You can’t tell, but my hands are shaking. Just a bit.
Fingers still hitting the correct keys, still within an acceptable variable spread. But they shake, like dampened oscillations, trying to find resonance, trying to break out.
I don’t know how much of this others can tell, but it has been over a year since I last truly felt like myself. Since I have felt that I was completely here. Even that is an exaggeration, and at the same time not. It comes and goes.
Not saying that I did not have issues before. But I am no longer allowing myself to block it and pretend it does not exist, no longer allowed to downplay their importance. It is so much easier to deal with things simply by telling yourself that they are unimportant, that you do not care. At least it is for me. If I decide I do not care about something, it might as well not exist, my mind won’t give it any processing time. But I can’t do that anymore, because I decided that I would not allow myself to arbitrarily decide if I cared or did not care about certain things. So I suppose this was the first time I have actually tried to deal with my problems.
I have been talking with some friends of late. I do talk with people now and then. I go through spurts, of desperately needing to be around people, of having to force myself to connect, of wanting nothing to do but burrow into a warm cavity and stay there. Except my dreams have not been pretty places recently and they feel far too real.

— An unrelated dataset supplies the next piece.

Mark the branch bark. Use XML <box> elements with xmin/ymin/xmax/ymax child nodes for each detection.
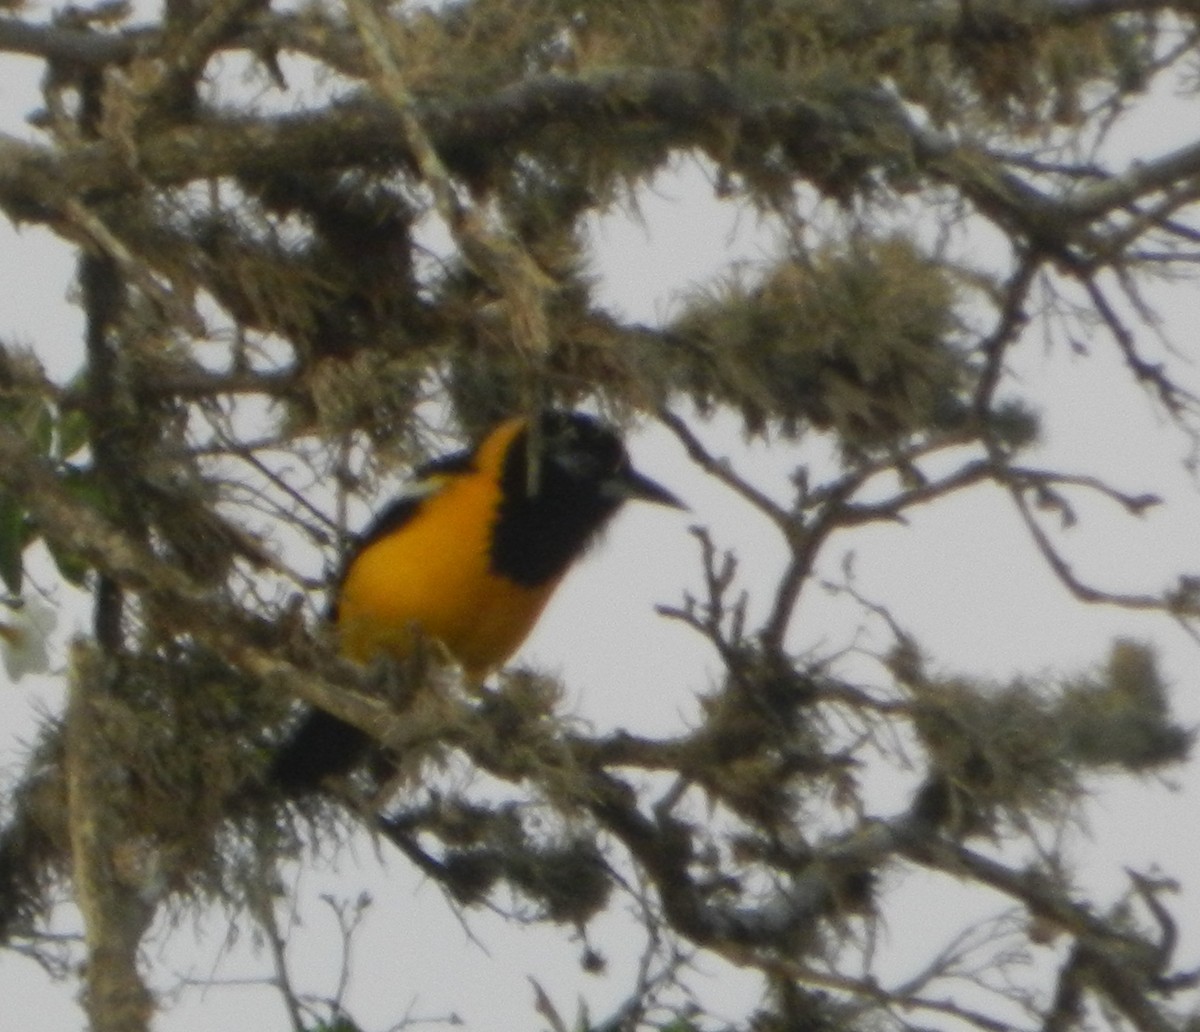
<box><xmin>65</xmin><ymin>646</ymin><xmax>155</xmax><ymax>1032</ymax></box>
<box><xmin>0</xmin><ymin>67</ymin><xmax>1194</xmax><ymax>260</ymax></box>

Part of this is guilt. It has been a year, I should be over this by now. Am I just using this as a crutch? Why do I still feel like I am struggling?
I still cannot talk about him, cannot even write about him without feeling like crying. I wonder if I could make myself cry on command now. So because I fear that I am annoying in talking about these things. After all who wants to hear depressing things? And the few I have talked about this with, I feel like I keep saying the same things to you. It must be annoying. Sorry. So, feel free to stop reading. The following is really just going to be some sort of rant. Just going to write whatever pops into my head.
[Edited Note: I do not want pity, do not want you to feel sorry for me. I am not trying to get anyone’s attention. I am doing this for myself. I am writing and allowing this to be public so I cannot pretend to myself that any of this is not real.]